Along with Dylan doing some of the reading himself, the audio version will include each actor taking parts from his book, a collection of essays nearly 66 songs Dylan considers some of the greatest examples of songwriting and will include an evaluation of classic songs written by everyone from Willie Nelson, Little Richard, Nina Simone, Jimmy Reed, The Grateful Dead, The Clash, Elvis Costello, and Townes van Zandt, and more.

“The Philosophy of Modern Song” includes Dylan’s take on songs like Elvis Costello’s “Pump It Up,” The Clash hit “London Calling,” “My Generation” by The Who, and more, in addition to some unexpected picks, including Rosemary Clooney’s “Come On-a My House,” The Eagles’ “Witchy Woman,” and Cher’s “Gypsies, Tramps and Thieves.” 

The book also features songs made popular by Ray Charles, Elvis Presley, and Frank Sinatra, along with the oldest song featured—Stephen Foster’s “Nelly Was a Lady,” which was written in 1849. 

The most modern song that Dylan picks apart in the book is “Dirty Life and Times” by the late Warren Zevon, off his 12th and final album The Wild, which was released two weeks before his death in 2003.

Dylan, who won the Nobel Prize For Literature for his lyrics in 2016, started working on “The Philosophy of Modern Song” in 2010, compiling his own critiques of a collection of songs.

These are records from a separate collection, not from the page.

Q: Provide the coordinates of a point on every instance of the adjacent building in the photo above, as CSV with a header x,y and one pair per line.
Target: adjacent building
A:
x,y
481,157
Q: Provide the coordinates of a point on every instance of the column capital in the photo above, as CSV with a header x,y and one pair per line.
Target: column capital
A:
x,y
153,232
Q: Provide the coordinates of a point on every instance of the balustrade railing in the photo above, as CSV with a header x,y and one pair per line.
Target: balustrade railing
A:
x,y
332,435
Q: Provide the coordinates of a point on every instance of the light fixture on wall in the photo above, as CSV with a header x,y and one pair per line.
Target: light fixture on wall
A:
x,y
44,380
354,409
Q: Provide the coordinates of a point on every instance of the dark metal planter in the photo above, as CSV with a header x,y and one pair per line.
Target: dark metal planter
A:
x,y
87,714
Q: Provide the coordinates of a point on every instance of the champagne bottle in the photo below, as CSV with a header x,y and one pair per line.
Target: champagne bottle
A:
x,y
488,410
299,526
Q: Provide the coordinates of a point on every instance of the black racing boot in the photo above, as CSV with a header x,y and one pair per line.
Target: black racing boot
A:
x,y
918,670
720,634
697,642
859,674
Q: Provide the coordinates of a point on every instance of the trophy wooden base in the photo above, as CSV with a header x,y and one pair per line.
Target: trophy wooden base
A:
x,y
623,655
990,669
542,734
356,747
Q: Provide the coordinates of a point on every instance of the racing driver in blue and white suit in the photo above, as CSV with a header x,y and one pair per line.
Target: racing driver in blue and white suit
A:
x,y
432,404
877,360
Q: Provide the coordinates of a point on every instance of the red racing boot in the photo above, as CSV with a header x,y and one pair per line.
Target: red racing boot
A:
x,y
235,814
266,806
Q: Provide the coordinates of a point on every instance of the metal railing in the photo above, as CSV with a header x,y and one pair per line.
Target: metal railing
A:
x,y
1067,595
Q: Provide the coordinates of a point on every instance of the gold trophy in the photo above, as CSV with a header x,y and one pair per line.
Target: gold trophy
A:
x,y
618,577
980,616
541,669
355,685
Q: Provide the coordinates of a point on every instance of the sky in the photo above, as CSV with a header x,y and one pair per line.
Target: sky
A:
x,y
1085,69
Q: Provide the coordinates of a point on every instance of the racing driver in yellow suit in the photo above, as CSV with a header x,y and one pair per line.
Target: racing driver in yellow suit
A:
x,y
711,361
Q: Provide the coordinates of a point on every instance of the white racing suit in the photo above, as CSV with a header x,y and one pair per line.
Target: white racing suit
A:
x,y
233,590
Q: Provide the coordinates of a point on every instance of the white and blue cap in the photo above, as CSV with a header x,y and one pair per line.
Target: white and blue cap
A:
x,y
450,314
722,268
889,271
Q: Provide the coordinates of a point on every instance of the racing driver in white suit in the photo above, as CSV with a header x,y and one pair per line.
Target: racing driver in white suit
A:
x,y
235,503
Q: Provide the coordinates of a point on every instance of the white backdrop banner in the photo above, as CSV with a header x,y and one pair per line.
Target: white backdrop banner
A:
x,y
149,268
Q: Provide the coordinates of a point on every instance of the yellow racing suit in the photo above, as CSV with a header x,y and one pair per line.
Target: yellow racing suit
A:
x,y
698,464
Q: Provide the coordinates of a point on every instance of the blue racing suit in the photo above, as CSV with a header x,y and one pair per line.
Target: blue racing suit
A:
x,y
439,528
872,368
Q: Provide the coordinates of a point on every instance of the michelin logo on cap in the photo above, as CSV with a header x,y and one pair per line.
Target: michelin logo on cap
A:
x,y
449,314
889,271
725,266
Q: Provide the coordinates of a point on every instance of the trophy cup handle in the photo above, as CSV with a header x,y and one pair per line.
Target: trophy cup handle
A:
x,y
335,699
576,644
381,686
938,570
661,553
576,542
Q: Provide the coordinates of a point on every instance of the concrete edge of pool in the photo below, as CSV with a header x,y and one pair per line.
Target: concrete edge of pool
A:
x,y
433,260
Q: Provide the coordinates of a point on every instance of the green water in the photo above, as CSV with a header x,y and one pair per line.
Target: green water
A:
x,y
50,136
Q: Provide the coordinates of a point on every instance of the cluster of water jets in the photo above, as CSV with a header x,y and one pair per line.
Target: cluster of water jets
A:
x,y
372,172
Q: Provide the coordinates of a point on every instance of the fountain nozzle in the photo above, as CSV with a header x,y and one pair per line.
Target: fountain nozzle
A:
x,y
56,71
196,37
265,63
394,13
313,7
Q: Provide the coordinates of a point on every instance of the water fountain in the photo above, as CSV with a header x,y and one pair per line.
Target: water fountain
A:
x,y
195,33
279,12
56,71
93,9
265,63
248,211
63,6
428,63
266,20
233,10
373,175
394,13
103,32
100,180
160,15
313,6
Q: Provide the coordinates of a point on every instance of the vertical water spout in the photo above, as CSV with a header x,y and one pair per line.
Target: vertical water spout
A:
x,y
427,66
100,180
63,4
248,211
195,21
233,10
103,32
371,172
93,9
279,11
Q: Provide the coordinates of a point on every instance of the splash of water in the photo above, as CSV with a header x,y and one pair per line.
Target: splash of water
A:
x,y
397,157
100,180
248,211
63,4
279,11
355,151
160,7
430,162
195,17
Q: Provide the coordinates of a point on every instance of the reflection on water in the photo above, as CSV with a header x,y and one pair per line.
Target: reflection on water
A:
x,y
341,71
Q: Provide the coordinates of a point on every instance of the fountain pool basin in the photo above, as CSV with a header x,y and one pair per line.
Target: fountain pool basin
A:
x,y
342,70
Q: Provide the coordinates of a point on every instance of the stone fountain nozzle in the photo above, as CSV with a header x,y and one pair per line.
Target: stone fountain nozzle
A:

“‘The Philosophy Of Modern Song’ contains much of what [Dylan] has learned about his craft in all those years, and like everything that [he] does, it is a momentous artistic achievement,” read a descriptor of the book by publisher Simon & Schuster. “He analyzes what he calls the trap of easy rhymes, breaks down how the addition of a single syllable can diminish a song and even explains how bluegrass relates to heavy metal,” and continued that the essays were “mysterious and mercurial, poignant and profound, and often laugh-out-loud funny. … And while they are ostensibly about music, they are really meditations and reflections on the human condition.”